Hoje, caso ultrapasse o teto e não o restabeleça em até oito meses, a cidade fica impedida de receber transferências voluntárias, obter garantia e contratar operações de crédito até regularizar a situação. Ficam proibidos ainda de reajustarem salários de servidores e de realizarem novas contratações.  Votaram a favor da proposta 300 deputados, sendo apenas 46 contrários. 

“Esse é o maior atentado já visto à responsabilidade fiscal neste país”, afirmou a economista Ana Carla Abrão, ex-secretária da Fazenda de Goiás e sócia da consultoria Oliver Wyman. “Significa que não aprendemos nada nos últimos quatro anos de colapso”.

Segundo ela, na prática boa parte dos municípios já não cumprem o limite dos 60%. “O que estamos fazendo é abrindo mais um buraco na LRF, já tão desrespeitada ao longo dos seus 18 anos de vigência”.

O economista Raul Velloso, especializado em contas públicas, avalia que se for sancionado pelo presidente da República, Michel Temer, o projeto pode efetivamente estimular a irresponsabilidade fiscal dos prefeitos.

Ele pondera, entretanto, que em um cenário de queda da arrecadação de impostos por causa da crise econômica recente, a regra da LRF é inexequível, até porque o grande problema dos gastos com pessoal é com os servidores aposentados, e não com os ativos.

“Quando a receita desaba, por conta da maior recessão da nossa história, a razão entre pessoal e receita vai subir e ultrapassar os limites. Esse tipo de regra foi feita para épocas de paz, de normalidade.
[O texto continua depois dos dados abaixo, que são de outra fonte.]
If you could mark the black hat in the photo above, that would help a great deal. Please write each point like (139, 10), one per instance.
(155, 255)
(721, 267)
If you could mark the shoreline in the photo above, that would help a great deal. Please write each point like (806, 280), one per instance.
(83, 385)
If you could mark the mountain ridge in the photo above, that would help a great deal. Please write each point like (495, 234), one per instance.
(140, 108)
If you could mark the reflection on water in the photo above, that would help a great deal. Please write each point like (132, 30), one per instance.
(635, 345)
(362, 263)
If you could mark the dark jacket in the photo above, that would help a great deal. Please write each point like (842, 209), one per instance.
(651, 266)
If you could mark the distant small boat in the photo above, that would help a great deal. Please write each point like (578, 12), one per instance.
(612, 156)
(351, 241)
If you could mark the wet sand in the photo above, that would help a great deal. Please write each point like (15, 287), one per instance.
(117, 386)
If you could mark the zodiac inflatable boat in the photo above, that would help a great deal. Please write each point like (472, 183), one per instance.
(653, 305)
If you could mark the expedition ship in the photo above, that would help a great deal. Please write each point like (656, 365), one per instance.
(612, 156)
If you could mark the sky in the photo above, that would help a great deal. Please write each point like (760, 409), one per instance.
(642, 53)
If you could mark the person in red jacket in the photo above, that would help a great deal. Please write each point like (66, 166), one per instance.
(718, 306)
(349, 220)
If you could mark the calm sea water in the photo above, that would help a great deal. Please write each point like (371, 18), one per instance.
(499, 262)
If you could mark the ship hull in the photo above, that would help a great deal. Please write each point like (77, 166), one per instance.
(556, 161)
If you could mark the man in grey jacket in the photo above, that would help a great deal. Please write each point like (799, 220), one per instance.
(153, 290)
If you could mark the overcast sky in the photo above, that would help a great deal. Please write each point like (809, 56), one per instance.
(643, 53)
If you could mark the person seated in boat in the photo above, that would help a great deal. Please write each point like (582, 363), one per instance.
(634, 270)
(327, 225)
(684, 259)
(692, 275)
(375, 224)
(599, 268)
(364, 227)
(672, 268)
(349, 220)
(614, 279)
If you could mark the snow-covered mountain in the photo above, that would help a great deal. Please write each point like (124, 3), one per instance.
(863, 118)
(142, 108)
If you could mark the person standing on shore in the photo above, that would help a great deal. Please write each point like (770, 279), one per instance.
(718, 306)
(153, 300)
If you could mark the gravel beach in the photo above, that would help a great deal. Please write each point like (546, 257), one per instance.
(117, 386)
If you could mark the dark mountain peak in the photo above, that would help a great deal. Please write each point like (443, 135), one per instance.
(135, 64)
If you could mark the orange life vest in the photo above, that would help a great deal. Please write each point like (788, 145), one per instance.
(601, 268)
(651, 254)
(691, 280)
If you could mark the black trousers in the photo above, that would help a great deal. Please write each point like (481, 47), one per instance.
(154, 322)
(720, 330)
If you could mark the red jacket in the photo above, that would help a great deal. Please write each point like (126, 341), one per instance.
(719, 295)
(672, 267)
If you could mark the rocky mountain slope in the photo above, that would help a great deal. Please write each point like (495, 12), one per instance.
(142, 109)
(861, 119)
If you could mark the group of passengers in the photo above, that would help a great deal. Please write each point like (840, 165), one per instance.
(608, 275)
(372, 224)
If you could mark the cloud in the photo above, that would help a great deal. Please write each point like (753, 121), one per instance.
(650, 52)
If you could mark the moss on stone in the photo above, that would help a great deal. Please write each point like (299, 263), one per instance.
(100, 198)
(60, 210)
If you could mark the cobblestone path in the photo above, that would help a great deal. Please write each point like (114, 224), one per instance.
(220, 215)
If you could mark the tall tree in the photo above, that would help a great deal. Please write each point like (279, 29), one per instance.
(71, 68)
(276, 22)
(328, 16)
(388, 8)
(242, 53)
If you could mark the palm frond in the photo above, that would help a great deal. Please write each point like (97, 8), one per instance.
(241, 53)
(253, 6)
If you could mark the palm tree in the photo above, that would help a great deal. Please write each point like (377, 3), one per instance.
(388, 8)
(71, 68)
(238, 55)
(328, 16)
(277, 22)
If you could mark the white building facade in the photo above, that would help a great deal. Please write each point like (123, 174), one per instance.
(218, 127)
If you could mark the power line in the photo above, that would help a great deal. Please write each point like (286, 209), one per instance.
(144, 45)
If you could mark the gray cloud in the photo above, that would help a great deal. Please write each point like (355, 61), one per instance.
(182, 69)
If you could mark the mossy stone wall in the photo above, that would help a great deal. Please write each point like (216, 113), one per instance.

Não há nada que os municípios possam fazer hoje para resolver a recessão brasileira ou o peso das aposentadorias.”

Segundo cálculo da Federação das Indústrias do Rio de Janeiro (Firjan), mais de 80% dos municípios brasileiros têm situação fiscal considerada crítica ou difícil. 

Ao comentar a aprovação do projeto, o deputado Pedro Paulo (DEM-RJ) afirmou que o controle dos gastos com pessoal é o núcleo central da LRF. 

“Quando se abre uma exceção para que variações de receitas para se flexibilizar as punições nós estamos abrindo aqui uma porteira para qualquer desculpa de impacto de receita dos municípios seja flexibilizado as sanções”, disse. 

Foi a mesma posição do deputado Joaquim Passarinho (PSD-PA). “Essa lei é uma lei dura, mas é uma lei que conseguiu enquadrar os municípios para não levar para uma quebradeira geral. Se continuarmos fazendo esse tipo de alteração, de flexibilização, nós podemos estar condenando os municípios em não conseguirem pagar suas contas no fim do mês”, criticou. 

Já o deputado Bebeto (PSB-BA) defendeu a proposta. “Inverdades estão sendo difundidas, ele não objetiva flexibilizar a Lei de Responsabilidade Fiscal. O centro do projeto é que quando haja por parte do governo federal por exemplo uma desoneração exagerada da folha de pagamento com impacto em estados e municípios na formação do FPM ou que haja crise que assole aquele município que efetivamente os prefeitos não sejam penalizados”, disse”.